2012 Auto Dealer of the Year: Bill Perkins Automotive Group
Magazine

Full Throttle

One of Perkins' Detroit GM dealerships

The team did the following:
– At one location, reduced headcount from 163 to 150 employees
– Invested $200,000 to increase the number of used vehicles from 30 to 45
– Instituted contests and other incentives to reward employees who achieved sales objectives
– Focused on customer service and competitive pricing. “If a customer is not able to get into the dealership for service, we will actually pick up the customer’s car at their home or work or wherever they are, and drop off a loaner car if needed, and we’ll take the car back to them–just to make it more convenient for the customer,” says Mark Montante, general manager of the company’s Taylor Chevrolet location.

These difficult but necessary moves helped keep expenses down while generating new revenues. And as surviving automakers re-emerged stronger, Perkins Automotive rebounded. “When you look at it from a business perspective, having fewer guys to compete against in a market, and then here’s a corporation that’s been able to shed a lot of its debt, allowing them to take their money and put it into new and improved products, it was tremendous,” he says. “I have to admit, I am in a much better position as a dealer now than I was before the GM bankruptcy.”

MILLION-DOLLAR OVERHAUL
Though things were dismal, to put it mildly, Detroit slowly emerged from the worst of the crisis. In fact, 2012 sales are looking strong, according to George Magliano, senior economist at IHS Automotive, a provider of industry analysis, forecasts, and data on the auto industry worldwide. “The first quarter was excellent, well beyond expectations,” Magliano says, estimating that light vehicle sales for the year will reach $14.2 million. This is a far cry from the $11.6 million reported for 2010 and $12.7 million for 2011. “Outside factors like the U.S. economy or the global economy can threaten to derail this thing.
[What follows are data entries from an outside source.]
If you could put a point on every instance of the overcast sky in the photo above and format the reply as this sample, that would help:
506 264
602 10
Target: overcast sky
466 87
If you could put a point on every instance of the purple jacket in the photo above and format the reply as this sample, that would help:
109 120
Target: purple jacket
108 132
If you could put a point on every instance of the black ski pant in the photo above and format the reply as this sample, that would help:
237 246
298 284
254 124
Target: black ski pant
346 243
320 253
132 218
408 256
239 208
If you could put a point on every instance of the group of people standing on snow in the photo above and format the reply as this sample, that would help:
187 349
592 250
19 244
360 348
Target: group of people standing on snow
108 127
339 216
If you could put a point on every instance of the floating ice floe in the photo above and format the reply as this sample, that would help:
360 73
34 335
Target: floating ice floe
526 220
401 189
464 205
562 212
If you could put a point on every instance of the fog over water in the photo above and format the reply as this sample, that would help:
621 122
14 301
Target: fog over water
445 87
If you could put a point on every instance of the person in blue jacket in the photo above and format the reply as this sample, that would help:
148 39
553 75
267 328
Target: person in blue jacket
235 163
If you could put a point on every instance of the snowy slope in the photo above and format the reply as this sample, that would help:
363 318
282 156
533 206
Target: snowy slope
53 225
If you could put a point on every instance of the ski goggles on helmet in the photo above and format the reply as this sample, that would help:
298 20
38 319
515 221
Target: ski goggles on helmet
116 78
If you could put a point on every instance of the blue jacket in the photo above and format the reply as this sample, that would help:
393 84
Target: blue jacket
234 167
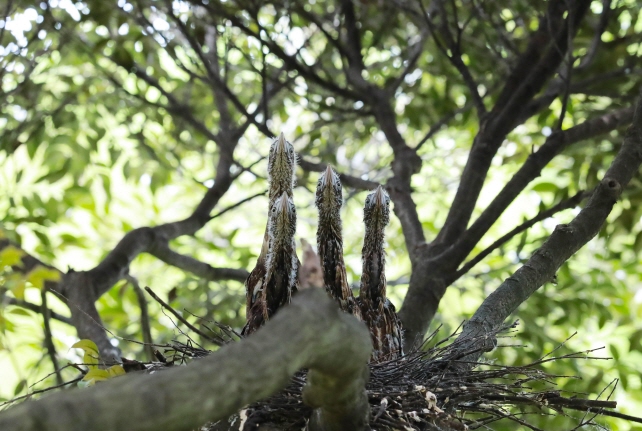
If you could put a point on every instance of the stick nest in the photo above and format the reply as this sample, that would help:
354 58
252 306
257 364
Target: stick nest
434 388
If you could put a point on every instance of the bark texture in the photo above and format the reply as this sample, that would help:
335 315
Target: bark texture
310 333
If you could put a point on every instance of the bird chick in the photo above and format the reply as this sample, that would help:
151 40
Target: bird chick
377 311
281 165
281 266
329 200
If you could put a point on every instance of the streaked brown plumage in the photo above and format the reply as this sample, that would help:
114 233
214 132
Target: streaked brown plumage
377 311
281 165
329 199
281 265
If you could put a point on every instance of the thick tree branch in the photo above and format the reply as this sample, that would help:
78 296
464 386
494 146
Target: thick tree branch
310 333
538 63
563 243
430 276
542 215
530 170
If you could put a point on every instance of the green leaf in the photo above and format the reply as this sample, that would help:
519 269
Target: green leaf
40 274
11 256
91 357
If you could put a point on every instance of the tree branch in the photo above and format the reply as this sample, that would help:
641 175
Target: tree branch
530 170
310 333
429 279
195 266
346 180
542 215
538 63
562 244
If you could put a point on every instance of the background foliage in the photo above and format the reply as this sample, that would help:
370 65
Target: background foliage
91 148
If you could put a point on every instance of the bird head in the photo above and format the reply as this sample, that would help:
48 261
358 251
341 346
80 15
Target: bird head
329 192
281 164
376 212
283 219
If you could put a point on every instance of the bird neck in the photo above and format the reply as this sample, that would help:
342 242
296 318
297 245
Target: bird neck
373 276
330 244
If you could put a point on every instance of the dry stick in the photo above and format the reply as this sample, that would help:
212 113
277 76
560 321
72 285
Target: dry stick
309 333
181 318
144 318
51 349
568 203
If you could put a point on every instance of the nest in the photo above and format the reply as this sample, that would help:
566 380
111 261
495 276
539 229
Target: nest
434 388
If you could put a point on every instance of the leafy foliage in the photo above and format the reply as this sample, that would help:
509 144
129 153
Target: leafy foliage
109 113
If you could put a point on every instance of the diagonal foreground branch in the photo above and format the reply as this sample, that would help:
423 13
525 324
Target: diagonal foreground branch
562 244
310 333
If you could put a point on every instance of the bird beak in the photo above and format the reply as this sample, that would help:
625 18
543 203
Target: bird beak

But the strength of the industry that we’ve developed over the last year and into this year is excellent. We’re in terrific shape.”

In 2009, while reorganizing under bankruptcy protection, GM developed a rebranding plan. Called the Essential Brand Elements program, its goal was to enhance the customer experience. Under the program, dealerships would undergo facility improvements that included new entrances with updated signage; brighter, modern showrooms featuring a customer greeting station; and lounges with free Wi-Fi. GM, in turn, would pay dealerships a stipend to help offset the renovation costs. “They decided that, OK, we’re developing products that people actually want to buy. It’s not just about the deal and the price. But when you look at the marketplace and the facilities that those products are housed in, they need upgrading,” says Perkins.

Perkins Automotive invested $2.5 million to bring its two locations up to GM’s specified standards. A common entryway featuring the Chevrolet blue arches and gold bow tie was installed, glass windows running nearly floor-to-ceiling, and gray tiles of a specific dimension were among the renovations made. “They want the walls painted certain colors, so that when you walk into a Chevrolet establishment you know what you’re walking into,” says Perkins. Improvements were also made to lighting and furniture–all done while the dealerships remained open for business.